A hanseníase está diretamente ligada à pobreza – a transmissão do bacilo é facilitada nos casos de famílias que vivem em aglomerados. Hanseníase tem cura. O tratamento é gratuito em todo o Brasil. como Maranhão, Roraima, Pará, Mato Grosso do Sul, Tocantins e Mato Grosso são as regiões com mais casos da doença. Porém, a SBH alerta que há uma endemia oculta no país. Um dos vários exemplos é o município de Jardinópolis, interior paulista. Médicos da SBH promoveram treinamento/capacitação de profissionais de saúde na cidade, palestras educativas nas escolas e o número de casos se multiplicou. A cidade é uma das que apresentam maior índice de prevalência da doença hoje. E o trabalho dos médicos Marco Andrey Cipriani Frade, vice-presidente da SBH, e Fred Bernardes Filho, membro da SBH, recebeu reconhecimento da OMS.

Porém, em outras regiões brasileiras, a SBH denuncia o que chama de “desdiagnósticos”; ou seja, pacientes diagnosticados nas inúmeras ações de busca ativa realizadas pela SBH no Brasil, inclusive em regiões de difícil acesso, têm seu diagnóstico de hanseníase cancelado e perdem o direito ao tratamento. “As autoridades públicas não aceitam as notificações e os hansenologistas são levados à Justiça para esclarecerem os motivos de tantos diagnósticos. Isso é um entrave para o combate à doença, ao preconceito e à falta de informação”, denuncia Salgado.

A SBH promove treinamentos/capacitações gratuitos para médicos, enfermeiros, agentes comunitários de saúde, fisioterapeutas e outros profissionais de saúde nas regiões de alta endemicidade.

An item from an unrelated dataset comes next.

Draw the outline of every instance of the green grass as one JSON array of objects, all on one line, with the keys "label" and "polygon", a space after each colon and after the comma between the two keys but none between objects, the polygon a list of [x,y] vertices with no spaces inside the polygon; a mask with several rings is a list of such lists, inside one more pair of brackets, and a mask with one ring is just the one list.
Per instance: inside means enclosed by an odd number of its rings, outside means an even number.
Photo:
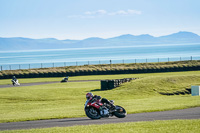
[{"label": "green grass", "polygon": [[[160,94],[160,92],[183,92],[191,85],[200,85],[200,71],[79,76],[71,77],[71,80],[117,79],[129,76],[140,77],[140,79],[107,91],[100,91],[100,82],[68,82],[0,88],[0,122],[84,117],[83,104],[86,100],[85,94],[89,91],[115,100],[115,103],[123,106],[128,113],[200,106],[199,96]],[[27,80],[35,81],[35,79]]]},{"label": "green grass", "polygon": [[198,133],[199,128],[200,120],[197,119],[54,127],[2,131],[2,133]]}]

E ainda promove busca ativa de casos – médicos e universitários vão a lugares de difícil acesso (Nordeste brasileiro, floresta Amazônica, Norte do país) em busca de pacientes. Nessas oportunidades, avaliam a população em postos de saúde e mesmo nas casas das pessoas. Nessas buscas, diagnosticam muitos casos da doença e pessoas que há anos estão sem tratamento.

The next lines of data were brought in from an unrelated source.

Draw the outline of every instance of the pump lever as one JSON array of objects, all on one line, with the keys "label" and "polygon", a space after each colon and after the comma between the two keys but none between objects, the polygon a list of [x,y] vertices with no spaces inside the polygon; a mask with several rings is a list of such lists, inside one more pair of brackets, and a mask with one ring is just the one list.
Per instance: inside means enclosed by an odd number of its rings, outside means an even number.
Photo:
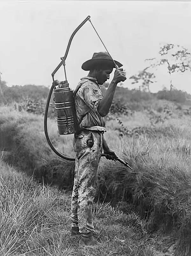
[{"label": "pump lever", "polygon": [[55,73],[56,72],[58,71],[58,69],[60,69],[60,67],[64,63],[64,64],[65,64],[65,61],[66,60],[66,57],[68,55],[68,51],[69,50],[69,49],[70,48],[70,45],[71,44],[71,42],[72,42],[72,40],[73,39],[73,38],[75,34],[79,30],[79,29],[83,25],[85,24],[85,23],[87,21],[87,20],[89,19],[90,18],[90,16],[88,16],[87,18],[84,19],[83,21],[82,21],[82,22],[81,23],[81,24],[79,25],[76,28],[75,30],[72,33],[72,34],[71,36],[70,37],[70,40],[69,40],[69,41],[68,42],[68,45],[67,47],[67,48],[66,49],[66,53],[65,53],[65,55],[63,57],[61,57],[60,59],[62,60],[62,61],[60,63],[59,65],[53,71],[53,73],[52,74],[52,76],[53,77],[53,81],[54,81],[54,75]]}]

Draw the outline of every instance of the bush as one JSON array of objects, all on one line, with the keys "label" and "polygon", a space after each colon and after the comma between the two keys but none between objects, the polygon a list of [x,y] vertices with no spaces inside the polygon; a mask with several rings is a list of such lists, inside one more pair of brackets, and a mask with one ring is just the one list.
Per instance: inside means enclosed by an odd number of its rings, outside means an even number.
[{"label": "bush", "polygon": [[166,99],[174,101],[177,103],[184,103],[186,100],[186,93],[176,89],[170,91],[160,91],[157,94],[157,99]]}]

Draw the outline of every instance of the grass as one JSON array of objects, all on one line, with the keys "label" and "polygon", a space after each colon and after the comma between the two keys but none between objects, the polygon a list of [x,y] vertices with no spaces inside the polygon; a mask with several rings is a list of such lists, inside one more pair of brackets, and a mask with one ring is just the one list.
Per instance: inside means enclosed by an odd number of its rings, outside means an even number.
[{"label": "grass", "polygon": [[[131,135],[115,118],[107,123],[109,146],[133,171],[102,158],[94,214],[102,232],[93,249],[69,235],[74,163],[52,151],[41,117],[2,107],[0,254],[190,255],[190,117],[162,103],[120,117],[139,127]],[[53,120],[48,126],[54,144],[74,157],[73,135],[59,136]]]}]

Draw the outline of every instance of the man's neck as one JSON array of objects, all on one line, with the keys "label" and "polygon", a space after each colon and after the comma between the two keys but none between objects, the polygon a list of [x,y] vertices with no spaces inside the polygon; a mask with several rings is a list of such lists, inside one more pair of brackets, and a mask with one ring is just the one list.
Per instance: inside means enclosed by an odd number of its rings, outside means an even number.
[{"label": "man's neck", "polygon": [[93,71],[90,71],[88,75],[88,76],[90,77],[93,77],[93,78],[95,78],[95,79],[96,79],[96,71],[94,70]]}]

Ainda há outro grave problema: o preconceito. O paciente em tratamento não transmite a hanseníase. Mesmo assim, há casos graves de professores querendo expulsar das escolas alunos diagnosticados com hanseníase, há concursos públicos que não aceitam pacientes com hanseníase, artistas de TV que declaram não convidar pessoas com hanseníase para seus programas etc. A SBH alerta que o preconceito precisa ser combatido com informação. Em tratamento, o paciente não transmite a doença.